Paul Legault is the author of three books of poetry: The Madeleine Poems (Omnidawn, 2010), The Other Poems (Fence, 2011), and an English-to-English translation of the complete works of Emily Dickinson, forthcoming from McSweeney's. He holds an M.F.A. in Creative Writing from the University of Virginia and a B.F.A. in Screenwriting from the University of Southern California. His poems have appeared in Denver Quarterly, FIELD, Pleiades, and other journals. Co-founder of Telephone Books, Legault lives in Brooklyn, NY where he works at the Academy of American Poets.

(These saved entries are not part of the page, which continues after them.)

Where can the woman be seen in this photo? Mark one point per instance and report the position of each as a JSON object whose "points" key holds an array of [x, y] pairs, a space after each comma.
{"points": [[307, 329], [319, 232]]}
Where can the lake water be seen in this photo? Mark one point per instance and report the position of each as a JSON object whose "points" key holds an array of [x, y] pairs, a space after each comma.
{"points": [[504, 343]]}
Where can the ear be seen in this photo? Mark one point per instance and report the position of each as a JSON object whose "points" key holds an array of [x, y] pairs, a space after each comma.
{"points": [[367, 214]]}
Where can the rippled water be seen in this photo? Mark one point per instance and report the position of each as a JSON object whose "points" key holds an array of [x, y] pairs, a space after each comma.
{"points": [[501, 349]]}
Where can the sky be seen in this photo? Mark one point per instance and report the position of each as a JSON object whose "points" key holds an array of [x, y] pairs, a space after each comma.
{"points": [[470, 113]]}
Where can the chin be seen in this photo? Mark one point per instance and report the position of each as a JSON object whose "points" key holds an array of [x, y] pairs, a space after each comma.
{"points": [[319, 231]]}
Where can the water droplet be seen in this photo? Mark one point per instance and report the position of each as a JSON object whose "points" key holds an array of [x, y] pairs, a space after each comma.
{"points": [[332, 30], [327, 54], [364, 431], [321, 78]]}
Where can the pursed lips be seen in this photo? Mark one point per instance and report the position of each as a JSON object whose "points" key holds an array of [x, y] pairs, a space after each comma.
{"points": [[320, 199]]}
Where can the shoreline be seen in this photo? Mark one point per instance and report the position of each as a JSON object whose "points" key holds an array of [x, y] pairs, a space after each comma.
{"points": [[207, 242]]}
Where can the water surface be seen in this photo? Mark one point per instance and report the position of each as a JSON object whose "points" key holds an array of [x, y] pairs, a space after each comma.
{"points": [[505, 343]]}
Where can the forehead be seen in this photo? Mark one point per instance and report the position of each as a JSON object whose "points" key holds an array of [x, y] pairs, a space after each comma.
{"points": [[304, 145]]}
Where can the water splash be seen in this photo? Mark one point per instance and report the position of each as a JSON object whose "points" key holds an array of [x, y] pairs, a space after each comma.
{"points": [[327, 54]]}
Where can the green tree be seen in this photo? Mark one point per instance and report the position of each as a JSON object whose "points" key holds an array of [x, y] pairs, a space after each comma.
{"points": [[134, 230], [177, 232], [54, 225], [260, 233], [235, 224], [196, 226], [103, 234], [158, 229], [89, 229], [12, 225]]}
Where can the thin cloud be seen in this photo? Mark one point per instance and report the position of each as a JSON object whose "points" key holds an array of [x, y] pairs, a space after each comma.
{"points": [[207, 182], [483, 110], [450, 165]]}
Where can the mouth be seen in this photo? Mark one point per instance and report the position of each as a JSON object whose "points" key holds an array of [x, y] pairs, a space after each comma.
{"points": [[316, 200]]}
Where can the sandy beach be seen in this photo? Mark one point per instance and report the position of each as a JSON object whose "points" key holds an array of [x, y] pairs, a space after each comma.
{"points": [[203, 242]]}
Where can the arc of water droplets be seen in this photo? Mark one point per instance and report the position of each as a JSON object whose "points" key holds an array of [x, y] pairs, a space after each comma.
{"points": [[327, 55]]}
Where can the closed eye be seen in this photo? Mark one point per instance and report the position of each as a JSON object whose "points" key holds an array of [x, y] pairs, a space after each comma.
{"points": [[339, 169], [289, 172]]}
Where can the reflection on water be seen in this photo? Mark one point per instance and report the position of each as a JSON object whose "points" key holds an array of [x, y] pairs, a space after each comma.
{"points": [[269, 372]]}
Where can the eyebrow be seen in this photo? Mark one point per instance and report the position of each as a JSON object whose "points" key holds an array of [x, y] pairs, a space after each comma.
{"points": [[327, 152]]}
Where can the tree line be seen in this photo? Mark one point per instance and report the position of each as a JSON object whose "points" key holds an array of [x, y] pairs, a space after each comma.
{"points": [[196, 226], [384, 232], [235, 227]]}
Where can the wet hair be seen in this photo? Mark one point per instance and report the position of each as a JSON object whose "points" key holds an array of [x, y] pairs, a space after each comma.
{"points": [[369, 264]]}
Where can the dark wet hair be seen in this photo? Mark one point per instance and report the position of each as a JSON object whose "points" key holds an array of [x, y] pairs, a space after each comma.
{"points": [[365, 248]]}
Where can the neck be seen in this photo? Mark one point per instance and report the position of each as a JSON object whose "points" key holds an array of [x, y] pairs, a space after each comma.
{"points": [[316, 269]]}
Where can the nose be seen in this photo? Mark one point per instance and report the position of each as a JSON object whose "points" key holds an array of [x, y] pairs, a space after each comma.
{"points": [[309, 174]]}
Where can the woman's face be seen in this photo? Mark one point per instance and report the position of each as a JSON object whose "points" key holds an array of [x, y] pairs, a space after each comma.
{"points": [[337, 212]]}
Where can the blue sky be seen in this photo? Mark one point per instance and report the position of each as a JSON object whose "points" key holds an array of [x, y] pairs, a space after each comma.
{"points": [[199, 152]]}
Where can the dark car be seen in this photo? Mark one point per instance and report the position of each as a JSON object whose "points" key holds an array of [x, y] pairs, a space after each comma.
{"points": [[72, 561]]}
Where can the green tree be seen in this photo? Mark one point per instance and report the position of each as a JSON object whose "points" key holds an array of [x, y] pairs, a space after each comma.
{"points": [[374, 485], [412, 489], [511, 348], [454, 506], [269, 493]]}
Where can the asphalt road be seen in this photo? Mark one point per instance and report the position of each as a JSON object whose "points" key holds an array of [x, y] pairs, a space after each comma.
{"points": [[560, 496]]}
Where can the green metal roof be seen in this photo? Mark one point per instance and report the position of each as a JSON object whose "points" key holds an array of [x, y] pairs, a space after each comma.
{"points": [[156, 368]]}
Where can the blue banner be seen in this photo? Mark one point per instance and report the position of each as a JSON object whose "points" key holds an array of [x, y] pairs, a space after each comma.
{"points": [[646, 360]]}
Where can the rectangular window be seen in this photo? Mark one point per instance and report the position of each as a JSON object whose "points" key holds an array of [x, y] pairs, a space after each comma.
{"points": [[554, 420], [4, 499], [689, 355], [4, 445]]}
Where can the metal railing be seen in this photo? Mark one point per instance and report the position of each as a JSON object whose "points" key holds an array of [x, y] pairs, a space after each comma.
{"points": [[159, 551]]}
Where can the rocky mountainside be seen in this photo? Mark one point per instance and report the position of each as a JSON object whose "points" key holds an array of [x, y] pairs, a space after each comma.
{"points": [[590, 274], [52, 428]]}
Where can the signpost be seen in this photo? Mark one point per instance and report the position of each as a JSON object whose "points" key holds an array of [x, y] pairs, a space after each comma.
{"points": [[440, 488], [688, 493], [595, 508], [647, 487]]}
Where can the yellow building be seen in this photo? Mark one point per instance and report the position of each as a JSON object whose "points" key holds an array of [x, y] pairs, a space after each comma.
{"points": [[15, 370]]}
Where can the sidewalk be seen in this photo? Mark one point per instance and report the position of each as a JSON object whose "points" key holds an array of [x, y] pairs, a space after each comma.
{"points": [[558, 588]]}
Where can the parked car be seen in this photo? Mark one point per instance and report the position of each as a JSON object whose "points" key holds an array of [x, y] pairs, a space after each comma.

Anna Moschovakis is the author of two books of poems, I Have Not Been Able To Get Through To Everyone (Turtle Point Press, 2006) and You And Three Others Are Approaching A Lake (Coffee House Press, 2011). Her translations from the French include texts by Henri Michaux, Claude Cahun, Theophile Gauthier, Pierre Alféri, and BlaiseCendrars, as well as the books The Jokers by Albert Cossery (New York Review Books, 2010), The Possession by Annie Ernaux (Seven Stories Press, 2008), and The Engagement by Georges Simenon (New York Review Books, 2007). Since 2002 Moschovakis has served as an editor, designer, administrator, and printer at Ugly Duckling Presse. Currently a freelance editor and a visiting professor in the Writing department at Pratt Institute, she splits her time between Brooklyn and Delaware County, NY.

Anna Joy Springer is a writer and visual artist who lives in LA and Associate Professor of Literature at UC San Diego, where she teaches fiction and experimental writing, graphic texts, alternative pedagogies, and contemporary literature. She writes about love, spiritual encounters, and the perverse. Her books are The Birdwisher (Birds of Lace, 2009) and The Vicious Red Relic, Love (Jaded Ibis, 2011). She sang in the bands Blatz, The Gr'ups, and Cypher in the Snow.

Vincent Standley's fiction has appeared in Denver Quarterly, Post Road, Esquire, Parakeet, Colorado Review, Quarterly West, and Encyclopedia. Non-fiction has appeared in the anthology Rules of Thumb, The Oxford Encyclopedia of American Literature, and The Paris Review. He is the former editor of 3rd bed. A Mortal Affect (Calamari Press, 2011) is his first novel.